I’m currently reading Bram Stoker’s Dracula, a novel that has been sitting on my bookshelf for five years. I have this obsession with Powell’s Books, see, and I can’t ever leave without buying something. Often books sit around, unread, for lengthy periods of time (though I’ll admit, 5 years is a bit much). I was still married when I bought it, and that was a lifetime ago. Better late than never, though. I love the story (but hate that it’s responsible for the whole Edward-Cullen-is-so-dreamy-and-he-glitters-in-the-sunlight “Twilight” series). On the other hand, we’ve also got True Blood, so some good came out of the original vampire saga. What’s unique about Dracula is the way the story unfolds, shifting from multiple points of view through diary and journal entries, newspaper clippings, etc. It allows the reader to delve into the minds of several main characters, something that isn’t possible in either a traditional first-person or third-person narrative. As a plot device, it’s very effective.
All that nineteenth-century British eloquence is rubbing off on me, though. I find myself talking differently as of late. I’m spouting off things like “from whence he came” and using words like “hitherto” and “henceforth” a lot. This is making my text messages look really weird, almost as if they were typed out by somebody with a split personality. I’ll be like, “OMG, The Hangover 2 made me LOL. For a while sheer humor mastered me; there was delicious irony in the Wolf Pack’s continued ineptitude in all manner causally related to the imbibing of illicit substances yet again. I was ROFLMAO when Chow asked about the monkey. He is uncommonly clever, if one can judge from his face, even in the absence of clothing. The Russian gangster scene was off the hook! Whilst I ramble on here there is but one thing to hope for, that I have not dropped too heavy a spoiler upon you, and that you shall hence enjoy this comedic gem. Peace out.”
What can I say? I’m like a sponge. I soak things up.
I am also, it turns out, a hypocrite. Because not long ago I wrote a blog entry about the silliness of “check-in” apps. So what have I been doing these past few days? Checking in to nearly every place I visit. I can’t really explain my sudden change of heart, because when you boil it all down, does anybody care that Mark is at New Season’s Market? Of course not. All this does is makes it easier for a person to either A) Stalk you, or B) Rob you. However, A) If anybody wants to stalk me, go right ahead – I could use the excitement!, and B) I find it hard to believe there are criminal masterminds sitting around the computer randomly scouting Facebook to see who is not home, and besides, even if there were, these guys would have no idea whether I’ve got a hungry Rottweiler or an expensive alarm system. In the overall scheme of things, it’s harmless. Plus, check-in apps are trendy, and more and more companies are rewarding their followers with discounts or coupons, an idea that intrigues me. From a social media and marketing perspective…my line of work, and a lot of jobs I’m applying for…it’s a unique and fun way to promote your business. I figure, I’d better get on board if for no other reason than to expand my marketing knowledge.

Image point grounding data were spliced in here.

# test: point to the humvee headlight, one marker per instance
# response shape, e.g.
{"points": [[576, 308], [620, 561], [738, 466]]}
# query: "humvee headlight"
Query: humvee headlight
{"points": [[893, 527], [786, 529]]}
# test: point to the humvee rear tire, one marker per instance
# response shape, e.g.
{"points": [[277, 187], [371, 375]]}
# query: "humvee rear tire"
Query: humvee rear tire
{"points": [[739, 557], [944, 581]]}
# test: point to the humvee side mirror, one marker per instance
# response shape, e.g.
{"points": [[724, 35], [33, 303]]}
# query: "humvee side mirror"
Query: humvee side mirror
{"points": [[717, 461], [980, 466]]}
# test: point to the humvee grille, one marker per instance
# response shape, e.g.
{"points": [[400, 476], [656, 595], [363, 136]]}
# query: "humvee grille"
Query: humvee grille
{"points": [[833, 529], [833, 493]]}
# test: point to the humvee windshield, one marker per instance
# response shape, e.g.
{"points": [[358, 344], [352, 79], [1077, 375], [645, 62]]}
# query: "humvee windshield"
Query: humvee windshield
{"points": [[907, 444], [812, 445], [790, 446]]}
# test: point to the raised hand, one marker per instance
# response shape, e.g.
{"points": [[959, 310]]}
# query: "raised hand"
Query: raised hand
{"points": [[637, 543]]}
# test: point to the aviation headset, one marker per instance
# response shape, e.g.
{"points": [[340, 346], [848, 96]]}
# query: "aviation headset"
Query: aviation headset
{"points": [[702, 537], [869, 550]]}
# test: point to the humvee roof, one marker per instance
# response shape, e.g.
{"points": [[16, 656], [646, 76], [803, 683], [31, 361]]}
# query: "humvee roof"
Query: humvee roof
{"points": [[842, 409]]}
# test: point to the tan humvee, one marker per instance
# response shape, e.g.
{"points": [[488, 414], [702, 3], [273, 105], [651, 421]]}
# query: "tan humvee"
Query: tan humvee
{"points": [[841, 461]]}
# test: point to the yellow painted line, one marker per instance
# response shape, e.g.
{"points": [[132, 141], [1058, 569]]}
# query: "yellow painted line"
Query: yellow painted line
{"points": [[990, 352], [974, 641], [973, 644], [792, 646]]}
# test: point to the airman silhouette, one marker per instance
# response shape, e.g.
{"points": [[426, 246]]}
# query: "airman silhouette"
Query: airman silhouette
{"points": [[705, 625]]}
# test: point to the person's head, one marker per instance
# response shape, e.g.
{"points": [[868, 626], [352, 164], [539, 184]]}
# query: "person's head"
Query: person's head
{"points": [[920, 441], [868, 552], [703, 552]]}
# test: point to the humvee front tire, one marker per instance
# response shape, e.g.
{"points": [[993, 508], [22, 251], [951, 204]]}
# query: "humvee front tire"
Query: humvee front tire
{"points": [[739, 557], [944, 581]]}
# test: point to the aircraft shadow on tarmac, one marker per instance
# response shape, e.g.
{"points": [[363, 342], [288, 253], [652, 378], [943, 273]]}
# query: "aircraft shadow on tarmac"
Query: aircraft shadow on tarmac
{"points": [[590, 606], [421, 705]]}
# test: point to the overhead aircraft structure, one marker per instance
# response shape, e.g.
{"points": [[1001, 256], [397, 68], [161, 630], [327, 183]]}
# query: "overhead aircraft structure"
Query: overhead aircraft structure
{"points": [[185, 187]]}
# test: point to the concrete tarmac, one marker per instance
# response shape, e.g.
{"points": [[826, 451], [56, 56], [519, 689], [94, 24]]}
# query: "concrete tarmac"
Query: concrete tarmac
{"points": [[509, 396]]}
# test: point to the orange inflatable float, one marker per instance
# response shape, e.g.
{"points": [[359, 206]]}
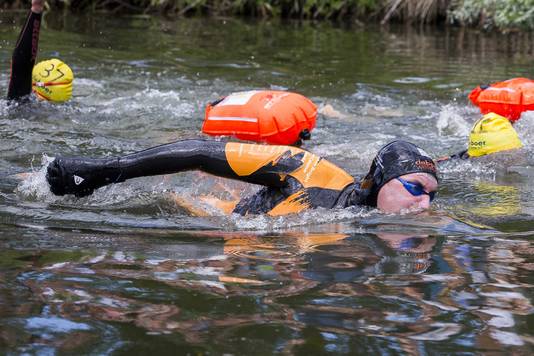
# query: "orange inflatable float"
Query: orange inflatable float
{"points": [[274, 117], [509, 98]]}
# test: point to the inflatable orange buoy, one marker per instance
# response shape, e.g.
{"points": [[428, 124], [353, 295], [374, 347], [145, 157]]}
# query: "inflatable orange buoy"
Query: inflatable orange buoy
{"points": [[275, 117], [509, 98]]}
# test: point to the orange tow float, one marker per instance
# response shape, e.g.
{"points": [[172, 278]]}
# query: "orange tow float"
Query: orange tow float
{"points": [[274, 117], [509, 98]]}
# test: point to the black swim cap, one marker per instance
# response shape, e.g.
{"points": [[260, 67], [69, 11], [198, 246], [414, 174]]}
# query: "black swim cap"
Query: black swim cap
{"points": [[394, 160]]}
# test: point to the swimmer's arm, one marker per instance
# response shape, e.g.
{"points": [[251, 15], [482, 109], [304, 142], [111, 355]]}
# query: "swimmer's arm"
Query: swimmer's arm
{"points": [[80, 176], [25, 53]]}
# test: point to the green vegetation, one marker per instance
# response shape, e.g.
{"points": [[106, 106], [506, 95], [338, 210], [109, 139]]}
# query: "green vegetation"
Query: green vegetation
{"points": [[504, 15]]}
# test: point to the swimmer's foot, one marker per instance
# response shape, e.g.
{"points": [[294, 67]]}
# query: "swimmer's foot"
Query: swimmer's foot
{"points": [[81, 176]]}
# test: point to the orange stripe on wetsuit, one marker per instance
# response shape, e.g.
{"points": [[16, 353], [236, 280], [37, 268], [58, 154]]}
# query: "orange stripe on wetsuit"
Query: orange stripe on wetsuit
{"points": [[312, 176]]}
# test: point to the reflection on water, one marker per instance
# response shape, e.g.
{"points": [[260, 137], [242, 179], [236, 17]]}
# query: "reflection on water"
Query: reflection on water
{"points": [[131, 269], [335, 292]]}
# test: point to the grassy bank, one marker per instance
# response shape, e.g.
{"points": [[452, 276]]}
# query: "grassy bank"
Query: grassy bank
{"points": [[504, 15]]}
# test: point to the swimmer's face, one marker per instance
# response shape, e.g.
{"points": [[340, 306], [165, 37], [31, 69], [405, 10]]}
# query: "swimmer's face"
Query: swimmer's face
{"points": [[393, 197]]}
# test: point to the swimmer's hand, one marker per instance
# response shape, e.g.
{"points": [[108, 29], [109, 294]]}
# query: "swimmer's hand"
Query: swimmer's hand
{"points": [[80, 176]]}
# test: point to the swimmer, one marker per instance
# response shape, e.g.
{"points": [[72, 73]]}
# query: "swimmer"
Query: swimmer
{"points": [[50, 80], [490, 134], [402, 176]]}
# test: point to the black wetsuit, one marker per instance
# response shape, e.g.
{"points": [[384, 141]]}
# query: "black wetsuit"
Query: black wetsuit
{"points": [[294, 179], [23, 60]]}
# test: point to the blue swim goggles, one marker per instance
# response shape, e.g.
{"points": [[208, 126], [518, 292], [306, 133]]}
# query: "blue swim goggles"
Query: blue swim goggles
{"points": [[416, 189]]}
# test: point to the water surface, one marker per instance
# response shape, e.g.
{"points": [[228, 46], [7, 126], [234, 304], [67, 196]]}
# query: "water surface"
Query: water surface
{"points": [[129, 270]]}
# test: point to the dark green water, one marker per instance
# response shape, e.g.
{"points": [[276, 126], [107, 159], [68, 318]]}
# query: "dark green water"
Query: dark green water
{"points": [[128, 271]]}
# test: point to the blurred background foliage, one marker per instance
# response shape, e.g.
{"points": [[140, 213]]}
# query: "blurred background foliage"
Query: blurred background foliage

Also, I finally “get” Twitter. For a couple of years now, I’ve poked fun at it and never really understood its purpose. I figured it was nothing more than a poor man’s Facebook (with a stricter character count). Where were the games? The photos? How inane does “tweeting” sound? But I have come around recently and gotten to the point where I actually embrace it. For one thing, it’s an excellent source for breaking news. I no longer get a daily newspaper and rarely catch the news on TV, but many times throughout the day I’ll spot an interesting headline on my Twitter feed and follow the link to the full story. Sports scores, weather alerts – those come in handy, too. I’m a fan of Portland’s food trucks, and many of them – due to their mobile nature – move around to new spots. How do you know where they’re going to be on any given day? Through their Tweets, of course. Also, you can (theoretically) engage in a conversation with a celebrity – Rainn Wilson, Michael Ian Black and Neil Patrick Harris are all notoriously prolific Tweeters with often-hilarious status updates – and, it’s a great forum for posting blog updates to, promoting your novel, etc. In many ways, Twitter is better than Facebook, because it’s easier to cut through all the crap.
Roll with the changes, right? Presently I came to this conclusion, and it shall henceforth be considered – by none other than this very author – as a just and fitting motto forevermore.